On iOS, instead of PIN unlock with a custom PIN, it would be nice to be able to unlock with a device passcode.
A user should be able to choose, “unlock with device passcode”, and after decrypting the vault with the master password, the user should be able to do future unlocks via the device screenlock passcode (and not touch/faceID or a custom PIN).
Why?
-
I suspect (from comments on hxxs://community.bitwarden.com/t/dont-repeatedly-display-unlocking-may-fail-due-to-insufficient-memory-warning/58281) it would resolve most of that FR. I am guessing the reason you don’t have a memory warning on biometric unlock is because, with biometric unlock, the unlock key is stored in Keychain, but with PIN unlock it is not.

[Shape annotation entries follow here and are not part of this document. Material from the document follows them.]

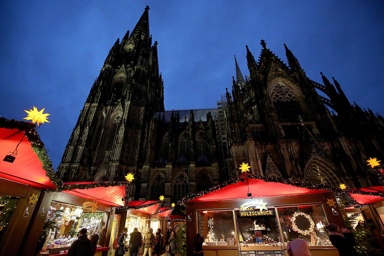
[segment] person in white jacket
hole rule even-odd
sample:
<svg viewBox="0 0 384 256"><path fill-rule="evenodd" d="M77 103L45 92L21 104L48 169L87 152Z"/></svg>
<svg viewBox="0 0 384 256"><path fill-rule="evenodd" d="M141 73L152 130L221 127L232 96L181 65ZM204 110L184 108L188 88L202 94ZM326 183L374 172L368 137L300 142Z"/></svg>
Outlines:
<svg viewBox="0 0 384 256"><path fill-rule="evenodd" d="M312 256L308 243L303 239L295 239L288 242L287 252L289 256Z"/></svg>

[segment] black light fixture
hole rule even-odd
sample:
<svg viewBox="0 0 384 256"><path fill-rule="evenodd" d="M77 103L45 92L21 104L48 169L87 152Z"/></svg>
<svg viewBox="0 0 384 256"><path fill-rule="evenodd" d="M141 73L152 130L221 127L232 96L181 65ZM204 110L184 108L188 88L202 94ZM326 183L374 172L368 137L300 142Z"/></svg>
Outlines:
<svg viewBox="0 0 384 256"><path fill-rule="evenodd" d="M13 163L13 161L15 161L15 159L16 159L16 156L17 155L17 154L12 152L9 152L9 154L6 155L5 157L3 159L3 161L10 163Z"/></svg>
<svg viewBox="0 0 384 256"><path fill-rule="evenodd" d="M3 159L3 161L6 162L8 162L9 163L13 163L13 161L15 161L15 159L16 159L16 156L17 155L17 147L20 145L20 144L22 143L23 141L23 140L24 139L24 137L25 136L25 133L23 135L23 137L22 138L20 142L18 143L17 145L16 146L16 148L15 149L13 152L8 152L9 154L5 156L5 157Z"/></svg>

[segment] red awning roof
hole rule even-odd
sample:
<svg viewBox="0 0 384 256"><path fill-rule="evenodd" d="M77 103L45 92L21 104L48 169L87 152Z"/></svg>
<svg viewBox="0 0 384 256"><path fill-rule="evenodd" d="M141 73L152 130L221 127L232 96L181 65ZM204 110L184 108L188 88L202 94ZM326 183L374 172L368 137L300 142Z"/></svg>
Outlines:
<svg viewBox="0 0 384 256"><path fill-rule="evenodd" d="M99 182L64 182L64 185L69 185L95 183ZM111 206L124 206L124 201L121 200L125 196L125 186L124 185L111 186L106 187L98 187L88 189L75 188L71 190L63 190L63 192L67 194L105 203Z"/></svg>
<svg viewBox="0 0 384 256"><path fill-rule="evenodd" d="M130 201L128 209L134 209L147 214L155 214L162 203L162 201Z"/></svg>
<svg viewBox="0 0 384 256"><path fill-rule="evenodd" d="M245 178L244 175L242 175ZM267 182L257 178L248 178L249 191L252 197L279 197L304 194L322 193L329 191L326 190L309 189L296 187L284 183ZM245 178L244 181L238 181L234 184L225 187L206 194L200 197L188 201L188 202L221 201L231 199L248 198L248 186Z"/></svg>
<svg viewBox="0 0 384 256"><path fill-rule="evenodd" d="M368 188L354 188L348 190L349 191L351 192L348 192L349 195L361 205L368 205L384 199L384 196L381 197L377 195L362 195L353 192L353 191L361 191L362 192L377 192L384 193L384 188L383 188L382 186L371 187Z"/></svg>
<svg viewBox="0 0 384 256"><path fill-rule="evenodd" d="M13 163L2 160L15 150L24 132L18 129L0 128L0 178L39 188L56 188L46 177L43 164L26 137L18 147Z"/></svg>
<svg viewBox="0 0 384 256"><path fill-rule="evenodd" d="M156 212L156 215L158 216L164 218L168 217L168 215L170 214L170 213L172 212L172 208L170 207L161 207ZM161 213L158 212L162 211L164 211Z"/></svg>

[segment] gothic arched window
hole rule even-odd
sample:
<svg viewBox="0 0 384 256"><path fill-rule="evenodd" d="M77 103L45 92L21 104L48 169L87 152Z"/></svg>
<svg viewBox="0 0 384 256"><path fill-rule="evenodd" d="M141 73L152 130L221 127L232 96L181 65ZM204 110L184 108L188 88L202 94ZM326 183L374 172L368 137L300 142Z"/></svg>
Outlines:
<svg viewBox="0 0 384 256"><path fill-rule="evenodd" d="M185 158L188 157L188 136L186 133L184 133L179 141L179 157L184 155Z"/></svg>
<svg viewBox="0 0 384 256"><path fill-rule="evenodd" d="M196 192L206 190L212 187L212 181L208 175L205 173L200 174L196 180Z"/></svg>
<svg viewBox="0 0 384 256"><path fill-rule="evenodd" d="M302 116L300 103L289 88L277 84L272 89L271 97L279 121L296 121Z"/></svg>
<svg viewBox="0 0 384 256"><path fill-rule="evenodd" d="M196 154L199 157L202 155L206 157L209 156L208 143L205 140L205 136L202 133L200 133L196 138Z"/></svg>
<svg viewBox="0 0 384 256"><path fill-rule="evenodd" d="M169 143L169 139L167 136L163 140L162 144L161 145L161 152L160 153L161 155L160 157L164 157L167 162L169 162L168 160L169 160L168 159L168 155L169 152L169 149L168 148Z"/></svg>
<svg viewBox="0 0 384 256"><path fill-rule="evenodd" d="M158 201L161 195L164 195L165 192L164 180L164 176L160 173L158 174L154 178L151 184L150 200Z"/></svg>
<svg viewBox="0 0 384 256"><path fill-rule="evenodd" d="M189 182L184 173L179 173L175 180L173 186L173 199L177 202L188 194Z"/></svg>
<svg viewBox="0 0 384 256"><path fill-rule="evenodd" d="M112 150L115 141L115 137L118 132L118 126L120 122L120 117L118 116L113 121L112 123L111 130L109 132L109 137L108 139L108 143L107 144L107 149Z"/></svg>

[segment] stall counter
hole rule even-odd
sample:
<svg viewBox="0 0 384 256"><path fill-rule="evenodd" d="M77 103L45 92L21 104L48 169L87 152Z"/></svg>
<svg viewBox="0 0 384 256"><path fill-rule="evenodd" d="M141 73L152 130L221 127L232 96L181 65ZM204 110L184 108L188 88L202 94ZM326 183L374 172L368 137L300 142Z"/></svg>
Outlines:
<svg viewBox="0 0 384 256"><path fill-rule="evenodd" d="M96 254L95 254L95 256L101 256L101 254L103 251L109 251L109 249L111 248L109 247L99 247L96 249ZM36 254L35 256L61 256L61 255L68 255L68 253L57 253L56 254L43 254L40 253L39 254Z"/></svg>
<svg viewBox="0 0 384 256"><path fill-rule="evenodd" d="M204 256L238 256L238 247L235 246L209 246L203 245L203 250ZM339 252L334 247L320 246L311 246L310 248L312 256L338 256ZM241 251L245 252L250 251L278 251L280 246L271 245L249 245L248 247L242 246ZM286 248L285 248L285 255L288 256ZM326 252L325 252L326 251Z"/></svg>

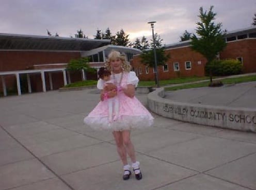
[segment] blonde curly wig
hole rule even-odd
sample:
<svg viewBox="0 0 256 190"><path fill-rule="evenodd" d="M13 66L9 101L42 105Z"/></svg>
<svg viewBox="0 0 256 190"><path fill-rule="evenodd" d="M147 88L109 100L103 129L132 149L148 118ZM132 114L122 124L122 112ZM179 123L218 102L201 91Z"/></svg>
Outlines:
<svg viewBox="0 0 256 190"><path fill-rule="evenodd" d="M121 54L119 52L115 50L110 52L108 56L107 62L105 64L108 70L112 71L110 62L112 60L115 60L117 59L120 59L121 60L122 62L121 66L124 71L129 72L131 71L131 65L126 61L125 55Z"/></svg>

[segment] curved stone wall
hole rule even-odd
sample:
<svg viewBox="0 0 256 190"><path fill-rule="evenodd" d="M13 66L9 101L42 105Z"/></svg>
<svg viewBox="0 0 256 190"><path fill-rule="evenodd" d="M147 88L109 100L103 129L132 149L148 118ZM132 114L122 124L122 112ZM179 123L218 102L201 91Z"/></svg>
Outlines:
<svg viewBox="0 0 256 190"><path fill-rule="evenodd" d="M256 109L173 102L164 96L164 88L148 95L148 106L152 111L185 122L256 132Z"/></svg>

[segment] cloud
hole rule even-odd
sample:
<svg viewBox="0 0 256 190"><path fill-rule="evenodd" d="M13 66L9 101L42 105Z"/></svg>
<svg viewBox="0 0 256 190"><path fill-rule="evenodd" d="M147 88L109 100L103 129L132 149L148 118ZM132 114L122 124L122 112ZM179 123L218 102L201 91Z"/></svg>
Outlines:
<svg viewBox="0 0 256 190"><path fill-rule="evenodd" d="M149 21L156 21L155 32L166 44L176 43L187 30L194 32L199 9L211 5L216 22L232 30L251 26L255 0L2 0L0 32L47 35L46 29L62 36L81 29L90 38L97 29L109 27L113 34L123 29L131 40L151 38Z"/></svg>

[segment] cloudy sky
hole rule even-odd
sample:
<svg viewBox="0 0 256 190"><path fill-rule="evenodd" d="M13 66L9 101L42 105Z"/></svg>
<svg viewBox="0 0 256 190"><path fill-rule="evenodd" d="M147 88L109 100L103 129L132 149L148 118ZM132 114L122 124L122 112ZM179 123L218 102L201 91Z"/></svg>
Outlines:
<svg viewBox="0 0 256 190"><path fill-rule="evenodd" d="M200 7L211 5L228 31L249 27L256 0L0 0L0 33L74 36L81 29L93 39L97 29L109 27L114 34L123 29L131 41L151 39L149 21L164 44L179 42L187 30L194 33Z"/></svg>

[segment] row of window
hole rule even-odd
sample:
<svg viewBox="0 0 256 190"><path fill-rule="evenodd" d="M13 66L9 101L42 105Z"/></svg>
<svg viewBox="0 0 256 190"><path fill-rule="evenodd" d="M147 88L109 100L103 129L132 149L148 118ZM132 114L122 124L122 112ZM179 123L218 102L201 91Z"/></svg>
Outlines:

But with passcode unlock, it can be (hxxs://://developer.apple.com/documentation/security/secaccesscontrolcreateflags/1394326-devicepasscode), I think.
-
It would also resolve hxxs://community.bitwarden.com/t/allow-iphone-passcode-pop-up-to-unlock-vault-when-face-id-fails/36899.
-
I suspect for the majority of users, their Bitwarden PIN (if they use one) is the same as their device PIN but not the same as their master password. (Rationale: the Bitwarden vault is subject to brute forcing which an iPhone is not, since the iPhone passcode is not used for KDF but, instead, to unlock a TEE.) So they’re probably already reusing the PIN!
-
And if my guess as to how it works is correct–that PIN-unlock uses a locally-derived key to re-encrypt the vault–it seems more secure (given the potential for low-entropy PINs) to take advantage of Keychain’s TEE for storage, I think? (Yet, users who want to use Keystore may not want to use biometrics, given the risk of being forced to unlock, etc.)
How:
- I am not an iOS developer, but I would think, based on the docs and hxxs://://medium.com/@alx.gridnev/biometry-protected-entries-in-ios-keychain-6125e130e0d5, it is as simple as reusing the Keychain storage already implemented for biometric key storage, but changing the ACL flags.
Let me know if I can add detail here!